例えば、私は音楽が好きで、自然な欲求として何か楽器をやってみたい気持ちがあったのですが、その気持ちに応えることはしてきませんでした。なぜか。それは、ヘタだから。

あの、初心者というのはほとんどの場合、ヘタで当たり前ですよね。でも「ヘタなのにやっている」って格好悪いじゃないですか。

ストリート・ミュージシャンで、技術がまだ稚拙なのにアンプを通して大きな音を鳴らしている人などみると「センスもないのにやってるよ」「実力ないのに夢追ってるよ」と痛い人扱いしていました。だからこそ、絶対に自分がその矢面に立つことはしないようにしていたのです(本当に痛いのはもちろん私)。

その結果、どうなるか。始めないから永遠にヘタなまま(ヘタ以前の問題ですが…)。当然すぎる帰結です。

音楽が好きな自分は、ヘタな自分を容認できない。だったら完全に聞くサイドでいい。

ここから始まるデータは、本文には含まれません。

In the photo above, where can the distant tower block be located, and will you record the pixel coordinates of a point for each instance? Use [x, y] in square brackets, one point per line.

…ってあれ? 楽器をやってみたいという当初の気持ちはどこへやっちゃったの??? 

なんというか「今スグやれよ、誰も聞いてないから」としか言いようがないのですが、一事が万事こんな調子で、どうしたら格好がつくか、そのスタンスとかバランスにばかり腐心していたように思うのです。


一方、高知の人って、私がかつて苛まれていたような自意識のバイアスが少なくて、大人だろうが素人だろうが好きなことにポンと飛び込める、そんな風通しの良さがあるような気がします。